What else, other than wasting money, is not new in my life. I stopped by the supermarket to pick up a bag of Hazel Nuts (an afterthought), some Power Ball tickets (main mission) and a few other lottery tickets too. While I was filling out the Power Ball numbers, the lady behind the counter asks some guy if he bought any. He said "I'm not wasting my money". She said likewise back at him and he then repeated himself, in an exaggerated and drawn out manner, this time his voice directed toward me from the sound of it. All I could think was: 'Fine arsehat, you spend your money how you want, but if you say it again and get any louder and closer to my ear, I am going to give you a face full of Ballseye'.
As it turned out, I completed filling in my numbers, paid for my tickets, checked to make sure they were the right selections and started to leave when suddenly I realized I had an extra Power Ball ticket for which I did not ask nor pay. I let the lady behind the counter know about it and she looked puzzled but only for a moment and then she told me that you get one free play if you buy $10 worth of tickets (5 tickets). She could have just grabbed it from me and said sorry about that and maybe would have had the winning ticket in her pocket. It was nice to see she was honest right back at me. I am pretty sure that many people would have just thought they had gotten away with an extra ticket for which they had not paid, that is, if they, like me, did not know about the free game.

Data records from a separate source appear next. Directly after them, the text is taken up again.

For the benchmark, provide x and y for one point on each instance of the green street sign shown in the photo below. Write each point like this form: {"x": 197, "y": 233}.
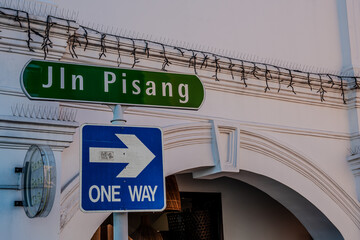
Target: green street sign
{"x": 47, "y": 80}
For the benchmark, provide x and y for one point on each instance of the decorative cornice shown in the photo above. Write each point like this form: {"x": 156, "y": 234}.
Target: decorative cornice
{"x": 354, "y": 163}
{"x": 225, "y": 152}
{"x": 20, "y": 132}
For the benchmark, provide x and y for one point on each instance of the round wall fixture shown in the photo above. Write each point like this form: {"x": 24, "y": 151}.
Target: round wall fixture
{"x": 39, "y": 181}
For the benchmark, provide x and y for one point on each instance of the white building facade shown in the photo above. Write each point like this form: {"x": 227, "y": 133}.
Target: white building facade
{"x": 277, "y": 135}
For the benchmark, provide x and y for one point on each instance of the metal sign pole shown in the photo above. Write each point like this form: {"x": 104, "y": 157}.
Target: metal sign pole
{"x": 120, "y": 220}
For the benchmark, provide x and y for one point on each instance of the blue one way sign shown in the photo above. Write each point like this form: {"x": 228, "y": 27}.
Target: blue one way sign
{"x": 121, "y": 169}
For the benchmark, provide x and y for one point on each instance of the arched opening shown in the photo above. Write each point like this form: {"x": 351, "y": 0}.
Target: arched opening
{"x": 245, "y": 211}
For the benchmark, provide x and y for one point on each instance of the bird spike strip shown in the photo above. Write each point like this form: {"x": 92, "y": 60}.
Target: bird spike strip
{"x": 245, "y": 67}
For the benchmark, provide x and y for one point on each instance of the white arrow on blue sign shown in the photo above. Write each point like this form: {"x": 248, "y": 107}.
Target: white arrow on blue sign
{"x": 121, "y": 169}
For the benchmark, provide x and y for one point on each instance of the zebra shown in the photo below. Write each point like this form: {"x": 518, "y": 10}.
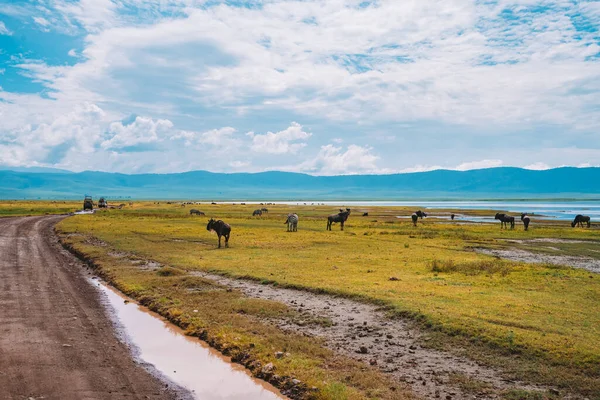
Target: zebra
{"x": 414, "y": 218}
{"x": 292, "y": 222}
{"x": 580, "y": 220}
{"x": 221, "y": 228}
{"x": 526, "y": 220}
{"x": 340, "y": 217}
{"x": 504, "y": 220}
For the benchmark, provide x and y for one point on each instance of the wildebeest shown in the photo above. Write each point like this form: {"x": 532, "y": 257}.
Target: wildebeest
{"x": 504, "y": 220}
{"x": 340, "y": 217}
{"x": 292, "y": 222}
{"x": 526, "y": 220}
{"x": 221, "y": 229}
{"x": 580, "y": 220}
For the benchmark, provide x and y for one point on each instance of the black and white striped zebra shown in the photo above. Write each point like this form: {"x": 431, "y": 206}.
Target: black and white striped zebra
{"x": 292, "y": 222}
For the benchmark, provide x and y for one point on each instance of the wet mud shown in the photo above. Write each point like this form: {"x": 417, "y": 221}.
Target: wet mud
{"x": 186, "y": 361}
{"x": 364, "y": 332}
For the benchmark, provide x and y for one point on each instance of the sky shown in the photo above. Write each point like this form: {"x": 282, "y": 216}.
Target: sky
{"x": 324, "y": 87}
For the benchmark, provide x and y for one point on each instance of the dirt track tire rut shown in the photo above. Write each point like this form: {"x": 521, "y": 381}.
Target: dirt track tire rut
{"x": 56, "y": 339}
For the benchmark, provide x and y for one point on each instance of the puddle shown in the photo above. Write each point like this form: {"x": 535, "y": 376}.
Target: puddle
{"x": 186, "y": 361}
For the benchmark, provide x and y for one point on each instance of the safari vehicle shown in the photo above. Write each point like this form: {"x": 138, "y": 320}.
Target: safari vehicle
{"x": 88, "y": 203}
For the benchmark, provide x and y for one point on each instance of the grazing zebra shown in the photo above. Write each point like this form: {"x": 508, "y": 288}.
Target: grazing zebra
{"x": 414, "y": 218}
{"x": 292, "y": 222}
{"x": 340, "y": 217}
{"x": 580, "y": 220}
{"x": 504, "y": 220}
{"x": 221, "y": 228}
{"x": 526, "y": 220}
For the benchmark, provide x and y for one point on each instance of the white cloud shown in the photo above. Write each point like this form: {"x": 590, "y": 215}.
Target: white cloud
{"x": 332, "y": 160}
{"x": 41, "y": 21}
{"x": 239, "y": 164}
{"x": 281, "y": 142}
{"x": 4, "y": 30}
{"x": 386, "y": 68}
{"x": 140, "y": 132}
{"x": 538, "y": 166}
{"x": 222, "y": 137}
{"x": 79, "y": 129}
{"x": 478, "y": 165}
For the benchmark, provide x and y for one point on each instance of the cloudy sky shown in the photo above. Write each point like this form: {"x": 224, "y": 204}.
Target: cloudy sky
{"x": 315, "y": 86}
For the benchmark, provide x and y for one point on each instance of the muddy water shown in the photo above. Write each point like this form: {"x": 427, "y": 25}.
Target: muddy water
{"x": 185, "y": 361}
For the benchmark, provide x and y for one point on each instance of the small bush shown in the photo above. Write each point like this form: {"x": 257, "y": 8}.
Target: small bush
{"x": 470, "y": 267}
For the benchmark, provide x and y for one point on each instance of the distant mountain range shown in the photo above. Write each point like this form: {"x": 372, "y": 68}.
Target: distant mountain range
{"x": 492, "y": 183}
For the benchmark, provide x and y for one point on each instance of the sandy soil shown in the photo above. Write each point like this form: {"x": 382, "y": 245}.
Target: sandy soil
{"x": 56, "y": 341}
{"x": 363, "y": 332}
{"x": 590, "y": 264}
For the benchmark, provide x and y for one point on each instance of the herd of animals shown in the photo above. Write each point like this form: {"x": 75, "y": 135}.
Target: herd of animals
{"x": 223, "y": 229}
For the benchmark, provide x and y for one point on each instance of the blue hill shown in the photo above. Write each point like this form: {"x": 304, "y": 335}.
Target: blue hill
{"x": 499, "y": 183}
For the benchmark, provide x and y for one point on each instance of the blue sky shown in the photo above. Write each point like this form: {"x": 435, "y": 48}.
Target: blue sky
{"x": 315, "y": 86}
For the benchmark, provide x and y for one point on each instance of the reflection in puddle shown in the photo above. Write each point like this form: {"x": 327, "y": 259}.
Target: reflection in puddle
{"x": 186, "y": 361}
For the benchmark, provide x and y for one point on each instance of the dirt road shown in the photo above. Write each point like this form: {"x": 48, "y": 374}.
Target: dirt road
{"x": 56, "y": 341}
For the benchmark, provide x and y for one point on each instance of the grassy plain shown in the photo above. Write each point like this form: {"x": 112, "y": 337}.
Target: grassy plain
{"x": 541, "y": 321}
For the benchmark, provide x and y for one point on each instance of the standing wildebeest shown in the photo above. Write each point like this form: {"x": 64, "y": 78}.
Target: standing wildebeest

I would be more than satisfied to hit the second prize but have to admit that the first prize of $500 million dollars would be one heck of a wonderful thing. I figure that the prize would be doled out in the amount of about $225 to $250 after taxes in a lump sum. What to do with that much money. I think I would secure the family coffers first, buy some land (because only volcanoes and God make more of it and I have not seen God making an lately), have fun with a lot of it, and give a very large amount of money to a charity or three of our choosing. Then again, maybe we would buy a small country somewhere and call it Ballseyevania wherein the right to keep and bear arms (including possess, buy, manufacture, shoot, defend yourself with, overthrow a tyranny with) would be sacred over all others.
Now back to reality. I wish any of you who bought a ticket or more all the best of luck just as I hope you wish me the same. Money may not buy happiness but it sure goes a long way toward allowing you to enjoy things that might make you happy. Of course, it can also be a pain in the arse but oh what a joyous pain to have so much of it as to be uncertain how to spend it. If nothing else, it could certainly make life interesting.